County makes two polling location changes
Two voting precincts in Franklin County are on the cusp of changes after the Franklin County Commission meeting Monday.
Commissioners voted unanimously to change the name of Precinct 19 – located at Cornerstone Fellowship on Highway 243 and formerly located at East Franklin Junior High School – from the East Franklin/Trapptown polling location to Churntown.
In a separate change, the commission also voted unanimously to move the Vina voting location from the fire department to the community center.
In the matter of the proposed name change to Churntown, Commission Chairman Barry Moore said some citizens in that area of the county were uncertain of their voting location, and commissioners determined East Franklin/Trapptown did not accurately represent the location of those citizens.

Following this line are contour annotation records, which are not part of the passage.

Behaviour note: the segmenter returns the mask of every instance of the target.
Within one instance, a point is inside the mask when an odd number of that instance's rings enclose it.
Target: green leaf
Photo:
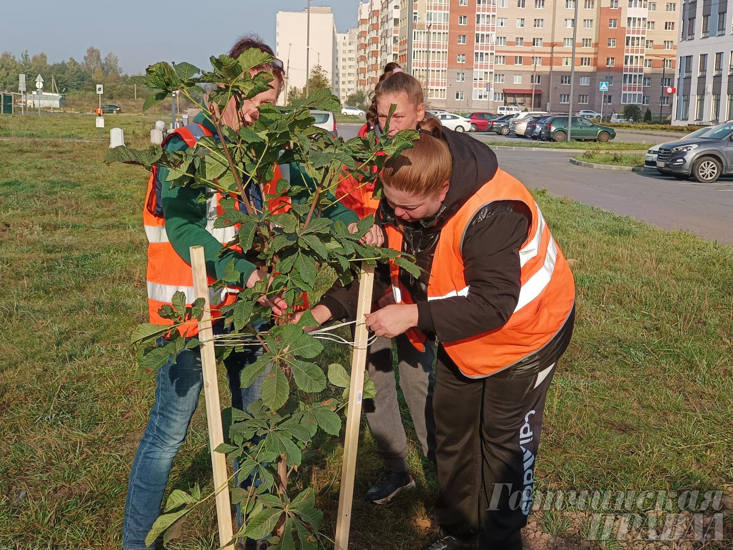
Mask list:
[[[328,365],[328,381],[339,388],[347,388],[351,383],[349,373],[338,363]]]
[[[262,382],[262,401],[271,410],[276,411],[285,404],[290,394],[290,385],[285,375],[279,368],[273,368]]]
[[[254,48],[253,48],[254,49]],[[247,521],[247,536],[255,540],[270,535],[282,514],[277,508],[265,508]]]
[[[289,359],[287,364],[295,384],[303,392],[315,393],[325,388],[325,375],[317,364],[298,359]]]
[[[158,519],[156,519],[155,522],[152,524],[152,528],[145,537],[145,546],[152,546],[155,539],[161,536],[161,533],[175,523],[176,521],[188,512],[188,508],[183,508],[183,510],[179,510],[177,512],[172,512],[171,513],[158,516]]]

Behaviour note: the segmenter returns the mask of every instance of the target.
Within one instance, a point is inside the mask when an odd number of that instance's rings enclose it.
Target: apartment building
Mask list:
[[[733,0],[686,0],[679,25],[672,124],[733,119]]]
[[[336,23],[330,7],[311,7],[310,55],[308,56],[309,70],[320,65],[325,71],[331,89],[335,92],[334,76],[338,51],[336,40]],[[276,18],[276,45],[277,57],[287,68],[287,84],[303,88],[308,78],[306,75],[306,52],[308,51],[308,10],[302,12],[278,12]],[[279,103],[287,101],[281,94]]]
[[[671,114],[679,0],[400,0],[398,61],[432,107],[499,105]],[[609,83],[601,92],[599,84]]]
[[[346,32],[337,32],[336,76],[334,78],[334,93],[342,105],[356,91],[356,43],[358,29],[350,29]]]

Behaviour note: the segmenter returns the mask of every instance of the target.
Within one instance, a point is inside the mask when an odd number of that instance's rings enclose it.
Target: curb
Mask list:
[[[585,161],[578,161],[577,158],[571,158],[570,164],[575,164],[575,166],[583,166],[583,168],[595,168],[598,170],[616,170],[619,172],[646,172],[647,169],[646,166],[617,166],[613,164],[598,164],[594,162],[586,162]]]
[[[480,140],[479,140],[480,141]],[[589,150],[586,147],[586,149],[556,149],[555,147],[518,147],[512,145],[491,145],[490,144],[483,142],[484,144],[487,147],[492,149],[507,149],[511,151],[555,151],[556,153],[585,153]],[[600,150],[603,153],[628,153],[630,154],[641,155],[642,153],[647,153],[648,150],[644,149],[644,150],[627,150],[627,149],[602,149]]]

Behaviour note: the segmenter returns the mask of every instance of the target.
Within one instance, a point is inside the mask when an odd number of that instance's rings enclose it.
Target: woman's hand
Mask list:
[[[268,288],[269,288],[270,278],[268,276],[267,272],[263,271],[262,269],[255,269],[252,271],[249,278],[247,279],[247,288],[251,288],[263,279],[268,279]],[[276,315],[281,315],[283,310],[287,309],[287,304],[286,304],[285,301],[282,299],[282,294],[278,294],[276,296],[273,296],[272,298],[269,298],[265,294],[257,298],[257,301],[263,306],[267,306],[271,309],[273,310],[273,313]]]
[[[366,326],[377,336],[394,338],[408,329],[417,326],[417,305],[393,304],[366,316]]]
[[[356,233],[358,231],[356,221],[349,224],[349,232]],[[360,244],[373,244],[375,246],[381,246],[384,244],[384,233],[382,228],[375,224],[369,227],[364,236],[359,239]]]

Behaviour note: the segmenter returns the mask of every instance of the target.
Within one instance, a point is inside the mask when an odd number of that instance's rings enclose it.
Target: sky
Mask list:
[[[312,0],[330,7],[339,32],[356,25],[360,0]],[[86,48],[112,52],[123,73],[144,73],[158,61],[187,61],[210,68],[211,55],[229,50],[242,34],[256,32],[275,49],[275,15],[302,11],[307,0],[128,0],[124,2],[36,0],[32,4],[0,0],[0,52],[16,57],[28,50],[45,52],[48,62],[84,59]],[[95,18],[93,14],[100,13]],[[216,23],[197,26],[211,14]],[[311,29],[311,32],[314,29]]]

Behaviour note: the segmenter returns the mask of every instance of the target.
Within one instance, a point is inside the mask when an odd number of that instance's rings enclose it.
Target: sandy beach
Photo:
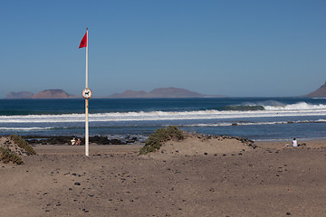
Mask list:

“That is the Churntown community right there,” said Moore. “We’re just wanting to clarify that as a Churntown voting precinct.”
Commissioner Chris Wallace, who is the commission representative for that area of the county, said he agreed the change was needed and would help clear up any confusion for voters.
With the change approved by commissioners, Moore will draw up a resolution to send to the Alabama Secretary of State’s office, where election system officials will acknowledge and formalize the change.
In Vina, where the polling place has been located at the Volunteer Fire Department, Moore said citizens had expressed concerns about vehicles blocking in fire trucks – and what that might mean should an emergency arise on an electing day.
“The VFD has been more than accommodating. They’re not asking for the change,” Moore said. “But people do get in there and block the fire trucks in, and if something were to ever happen…”
Commissioners backed the citizens’ suggestion to move the polling place to the community center – barely a stone’s throw away from the VFD.
“The building they are going to move it to is just right across the parking lot, more or less,” said Commissioner David Hester, who represents Vina. “I think it’s a good move. If it was one of our houses on fire in the Vina community, and we had an emergency, and those trucks couldn’t get out until you said, ‘Hey, who owns this Chevrolet?’” – it would certainly be a less-than-ideal situation, Hester emphasized.
Moore said the community center is an ideal spot for the polling location in Vina – heated and air conditioned and easily accessible – and “we don’t have to go through a legislative act or anything because its staying in the precinct.”
Vina VFD Chief Michael Moomaw said while he can see a downside to the move – namely because it will tie up the community center on election days when it could be used for other purposes – he understands the commission’s reasons and can see the plus side as well.
“It’s going to free up the fire tucks because we have people blocking the doors, and that hinders us when we get a call,” Moomaw said. And although that hasn’t happened often – “We’ve been very fortunate; we might have had one or two calls” – Moomaw added he knows on those rare occasions, “the smoke off the trucks is a hindrance to the people working inside there.”
The next election day will be in March 2020, which will feature a number of local elections on the ballot and will also be presidential primary. Moore said both precinct changes will be complete well before that time.